A couple of days ago, the New York Times ran a 5” x 7” photo on its front page, above the fold. The story that went with the photo began on page 8. It was about the war in Ukraine.
Specifically, the story was about the need to find enough soldiers to continue the fight against Russia. When Russia first invaded Ukraine two years ago, there was no problem finding men to join the army. Recruits lined up by the thousands. Enthusiasm was high. Expectations were patriotic and upbeat.
But things are different now. The war has reached an apparent stalemate. Nearly 70,000 Ukrainian soldiers have been killed and another 120,000 wounded. And many of the soldiers still fighting are exhausted and ready to go back home. Except they can’t go home because there aren’t enough fresh soldiers to replace them.
And so morale is low and the enthusiasm for joining the fight has evaporated. Many young men are avoiding the army or have fled to another country. The new recruits tend to be older men, not quite up to the physical demands that war imposes.
So there is talk of a draft.

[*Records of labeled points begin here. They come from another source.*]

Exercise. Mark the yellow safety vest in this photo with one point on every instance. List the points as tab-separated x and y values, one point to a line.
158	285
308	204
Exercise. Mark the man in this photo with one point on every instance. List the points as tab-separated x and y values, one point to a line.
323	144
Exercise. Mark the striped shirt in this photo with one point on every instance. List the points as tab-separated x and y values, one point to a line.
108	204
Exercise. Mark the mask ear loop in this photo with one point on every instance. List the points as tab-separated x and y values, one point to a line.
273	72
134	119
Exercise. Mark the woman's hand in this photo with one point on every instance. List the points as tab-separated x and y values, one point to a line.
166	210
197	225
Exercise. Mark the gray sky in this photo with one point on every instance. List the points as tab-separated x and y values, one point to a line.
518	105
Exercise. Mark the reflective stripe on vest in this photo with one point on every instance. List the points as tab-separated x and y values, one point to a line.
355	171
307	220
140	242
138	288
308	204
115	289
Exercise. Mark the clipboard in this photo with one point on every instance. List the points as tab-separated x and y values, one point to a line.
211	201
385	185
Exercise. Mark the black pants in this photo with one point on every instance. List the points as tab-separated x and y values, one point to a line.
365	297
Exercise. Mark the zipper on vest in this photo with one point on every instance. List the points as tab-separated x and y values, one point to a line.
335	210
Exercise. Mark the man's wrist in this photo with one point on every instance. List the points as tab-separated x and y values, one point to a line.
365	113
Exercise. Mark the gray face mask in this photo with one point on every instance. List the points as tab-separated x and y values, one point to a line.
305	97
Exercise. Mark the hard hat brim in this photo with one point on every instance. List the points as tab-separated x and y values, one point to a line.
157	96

The army says it needs it. The civilians say they don’t like it. No one in the government is ready to take responsibility for instigating it. And so the dilemma stalks the countryside like a ghost over the battlefield.
The front-page photograph, taken by Tyler Hicks, one of the Times’ most celebrated photographers, shows two Ukrainian soldiers sitting under a lean-to, open-sided, make-shift shelter. The sky is gray. The ground wet and muddy. The field behind them flat and empty, with thin stalks of vegetation lining the edge of a kind of roadway.
And into this bleak scene wanders a small black dog. Homeless, wet, hungry, tentative, stepping through the mud, unnoticed by the two soldiers. His left leg poised above a puddle.
Neither soldier sees him, but they soon will. Do they have food to give him? Something warm to wrap around him to ward off the January cold?
It’s a minor miracle that the dog has survived this long. Pets have been left behind by the hundreds — perhaps the thousands — painfully abandoned by their owners fleeing from the front lines. Drones have brutalized the land and wiped out homes and schools and apartments and hospitals. Dead bodies lie scattered on the ground like victims of a plague.
And dogs, like this young fellow, wander through the countryside, hungry, afraid, cold and unloved. They are the leftovers of war. They once had homes. They once slept peacefully. They once thought life was good.
Now they know it isn’t. And in their disappointment and confusion, they wander through the battlefields and the empty villages, looking for the tiniest bit of food, the smallest comfort from strangers, the meanest shred of shelter.
Their lives used to be good, they think. They used to be happy. But then something happened. Something terrible.
The dogs wonder if it was their fault. Maybe they weren’t good enough. Maybe they did something bad. Maybe if they had another chance, things would go back to the way they used to be..
But wars never explain anything.
And so the black dog will always wonder what it was that went wrong and caused him to walk one day through the mud to ask one of the soldiers if he could stay with him for the night, or until the rain stops and the noise in the sky stays as quiet as a dream.